[FFmpeg-devel] [PATCH] avcodec/hevc: reduce memory used by the SAO

Christophe Gisquet Sun, 01 Feb 2015 22:42:43 -0800

Hi,

the attached patch is somewhat of a hack job, as the commit I used may
already have been edited from its original version, and I have added
some stuff on top of it (eg the commit message).


Thus I have signed it off. I haven't tried testing it in the edge
filter case because it was a messier test, and the band filter test
showed benefits besides the memory reduction.

-- 
Christophe

From 81f305e68ad3cc589909b00d9b2644d3e0750ade Mon Sep 17 00:00:00 2001
From: Fabrice Bellard <[email protected]>
Date: Mon, 12 Jan 2015 23:35:25 +0100
Subject: [PATCH] avcodec/hevc: reduce memory used by the SAO

SAO edge filter uses pre-SAO pixel data on the left and top of the ctb,
so this data must be kept available. This was done previously by having
2 copies of the frame, one before and one after SAO.

This patch reduces the storage to just that, instead of the previous
whole frame.
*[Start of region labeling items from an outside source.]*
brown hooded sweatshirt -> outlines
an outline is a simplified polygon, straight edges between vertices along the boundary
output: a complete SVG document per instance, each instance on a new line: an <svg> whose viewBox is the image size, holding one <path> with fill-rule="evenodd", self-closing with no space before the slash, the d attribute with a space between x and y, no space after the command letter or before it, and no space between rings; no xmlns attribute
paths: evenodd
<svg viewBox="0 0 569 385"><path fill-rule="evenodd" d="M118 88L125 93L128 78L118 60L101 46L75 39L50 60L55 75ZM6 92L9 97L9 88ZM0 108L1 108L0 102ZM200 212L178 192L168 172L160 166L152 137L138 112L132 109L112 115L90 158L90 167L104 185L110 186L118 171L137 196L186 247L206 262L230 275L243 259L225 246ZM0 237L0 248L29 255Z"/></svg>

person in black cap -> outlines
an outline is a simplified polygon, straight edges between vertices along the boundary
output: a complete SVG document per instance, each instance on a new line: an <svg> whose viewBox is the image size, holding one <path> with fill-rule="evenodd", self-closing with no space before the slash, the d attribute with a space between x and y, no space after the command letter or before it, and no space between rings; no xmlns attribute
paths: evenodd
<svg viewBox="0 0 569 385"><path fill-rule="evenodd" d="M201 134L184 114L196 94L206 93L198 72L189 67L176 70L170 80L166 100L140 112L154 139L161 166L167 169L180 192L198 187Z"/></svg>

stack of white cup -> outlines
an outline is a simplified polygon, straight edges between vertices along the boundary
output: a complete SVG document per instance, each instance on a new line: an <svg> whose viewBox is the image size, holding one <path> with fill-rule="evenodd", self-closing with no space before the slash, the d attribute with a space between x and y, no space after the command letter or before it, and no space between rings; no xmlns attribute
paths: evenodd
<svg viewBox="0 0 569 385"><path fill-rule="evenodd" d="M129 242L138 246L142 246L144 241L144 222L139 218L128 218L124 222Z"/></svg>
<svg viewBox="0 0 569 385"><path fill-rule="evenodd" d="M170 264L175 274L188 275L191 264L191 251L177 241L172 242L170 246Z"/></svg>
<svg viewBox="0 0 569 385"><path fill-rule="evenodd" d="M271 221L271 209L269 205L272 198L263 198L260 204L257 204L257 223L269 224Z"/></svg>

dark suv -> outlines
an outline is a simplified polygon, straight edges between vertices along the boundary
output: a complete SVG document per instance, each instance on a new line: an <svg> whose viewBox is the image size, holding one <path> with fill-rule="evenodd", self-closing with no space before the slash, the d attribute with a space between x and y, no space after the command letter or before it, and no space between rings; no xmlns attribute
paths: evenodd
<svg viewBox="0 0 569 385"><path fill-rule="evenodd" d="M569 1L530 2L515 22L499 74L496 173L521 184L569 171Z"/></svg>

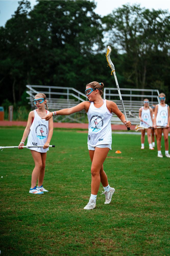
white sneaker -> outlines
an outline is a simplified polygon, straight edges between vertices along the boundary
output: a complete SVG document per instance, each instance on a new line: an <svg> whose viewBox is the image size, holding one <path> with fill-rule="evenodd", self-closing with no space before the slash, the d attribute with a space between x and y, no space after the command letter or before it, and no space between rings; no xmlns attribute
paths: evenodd
<svg viewBox="0 0 170 256"><path fill-rule="evenodd" d="M115 189L114 188L110 188L110 190L108 192L107 191L102 191L102 194L101 195L105 195L106 197L106 200L104 202L105 204L110 204L111 201L112 197L115 191Z"/></svg>
<svg viewBox="0 0 170 256"><path fill-rule="evenodd" d="M40 191L39 189L38 189L36 187L34 187L33 188L30 188L29 193L31 194L35 194L37 195L40 195L41 194L43 194L44 193L42 191Z"/></svg>
<svg viewBox="0 0 170 256"><path fill-rule="evenodd" d="M85 210L92 210L96 207L96 202L94 200L92 199L90 199L87 205L86 205L84 209Z"/></svg>
<svg viewBox="0 0 170 256"><path fill-rule="evenodd" d="M40 191L42 191L43 192L49 192L48 190L47 190L46 189L45 189L43 187L42 185L40 187L39 187L38 186L37 186L37 188L38 189L39 189Z"/></svg>

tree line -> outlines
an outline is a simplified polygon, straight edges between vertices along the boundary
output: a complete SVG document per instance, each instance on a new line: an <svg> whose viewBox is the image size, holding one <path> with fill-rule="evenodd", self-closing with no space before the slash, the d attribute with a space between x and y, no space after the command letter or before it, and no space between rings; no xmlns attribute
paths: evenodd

A slight adaptation from Fabrice's version is to match our
alignment requirements, and abuse the edge emu buffers instead of
adding a new buffer.

Decicycles: 26772->26220 (BO32),  83803->80942 (BO64)

Signed-off-by: Christophe Gisquet <[email protected]>
---
 libavcodec/hevc.c        |  44 +++++------
 libavcodec/hevc.h        |   5 +-
 libavcodec/hevc_filter.c | 192 ++++++++++++++++++++++++++++++++++++++---------
 3 files changed, 177 insertions(+), 64 deletions(-)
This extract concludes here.